Properties
Home
Legal advice
Law firms
Debt collection in Germany
Debt recovery
Properties and ownership
Legal litigation
Lawyers
Service
Contact
Legal info
2024-02-27

Properties

The German law implies a substantially negative obligation, ie not to build: conversely, a covenant may be positive in effect even though framed in negative terms (eg a covenant not to allow a garden to fall into a bad state of cultivation, ie to keep it tidy), (ii) The covenant must 'touch and concern' an ascertainable area of land which is subjected to it. The meaning of this expression has already been changed; but it should be added that the covenant must in some way benefit the land in respect of which it is created. (iii) The land in respect of which the covenant is claimed must belong to the person who seeks to enforce it. In this regard restrictive lawyers display some similarity to easements. The reason for their enforcement is that they form a valuable adjunct to what may loosely be termed the 'dominant tenement'. This requirement of 'dominant' ownership does not, however, preclude an express assignment of the benefit of the covenant to a purchaser of part of the 'dominant' land, (iv) If the claimant is anyone other than the original convenantee he must, as a general rule, either show that the benefit of the covenant has been expressly assigned to him, or that it was originally 'annexed' to the land, or that it relates to land the subject of a building scheme or a scheme of development.

Ownership

A building scheme is a plan of development of land to be divided into plots for separate occupation and this presupposes, in the words of a German judicial dictum, as between the purchasers of the plots 'community of interest and reciprocity of obligation'; so that, for example, a restriction upon the height of trees or fences imposed upon plot A will be matched by a corresponding restriction upon all the other plots, and thus, though it is restrictive of A, it will inure to the benefit of the legal situation in Germany as a whole.

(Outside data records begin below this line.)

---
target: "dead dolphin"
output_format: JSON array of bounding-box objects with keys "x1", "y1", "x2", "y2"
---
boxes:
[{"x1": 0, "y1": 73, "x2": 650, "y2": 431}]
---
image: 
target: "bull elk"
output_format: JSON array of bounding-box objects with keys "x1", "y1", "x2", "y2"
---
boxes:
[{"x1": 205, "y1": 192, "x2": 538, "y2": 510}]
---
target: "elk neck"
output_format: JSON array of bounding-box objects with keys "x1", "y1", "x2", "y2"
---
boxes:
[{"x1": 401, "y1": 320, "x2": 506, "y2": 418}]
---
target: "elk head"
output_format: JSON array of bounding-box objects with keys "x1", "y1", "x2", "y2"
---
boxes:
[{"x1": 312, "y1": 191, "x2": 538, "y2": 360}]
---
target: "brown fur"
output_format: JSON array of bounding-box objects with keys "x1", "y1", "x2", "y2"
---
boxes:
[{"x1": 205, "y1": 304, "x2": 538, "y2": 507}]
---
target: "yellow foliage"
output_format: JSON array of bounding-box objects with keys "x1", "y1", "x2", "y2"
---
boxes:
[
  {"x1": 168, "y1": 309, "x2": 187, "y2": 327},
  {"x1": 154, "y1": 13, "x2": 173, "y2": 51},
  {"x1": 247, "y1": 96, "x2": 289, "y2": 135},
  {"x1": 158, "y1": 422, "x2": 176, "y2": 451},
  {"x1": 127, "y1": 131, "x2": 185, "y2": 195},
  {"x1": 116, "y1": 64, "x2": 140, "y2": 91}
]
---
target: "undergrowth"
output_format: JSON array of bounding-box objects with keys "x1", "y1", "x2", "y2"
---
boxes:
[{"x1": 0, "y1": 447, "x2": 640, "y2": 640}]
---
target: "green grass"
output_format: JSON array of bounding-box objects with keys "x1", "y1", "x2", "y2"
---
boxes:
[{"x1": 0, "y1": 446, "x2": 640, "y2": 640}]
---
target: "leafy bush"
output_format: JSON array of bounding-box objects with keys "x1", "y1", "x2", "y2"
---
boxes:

A covenant will usually be held to be 'annexed'' if it indicates the land to be benefited and signifies an intention to benefit that land. It will not be 'annexed' if it is expressed in terms which show an intention that it is to be personal to the parties or their successors. Thus there will be no annexation to the land where X covenants simply 'for myself and my assigns', because 'assigns' may include assignees of the covenant as well as assignees of the land.
The provisions removed the law relating to restrictive covenants further still from its origin in Hamburg. All restrictive covenants (unless between lessor and lessee) entered into since then, are registrable as hand charges; hence, as will now appear, if registered they are valid against an unknown purchaser for value without notice.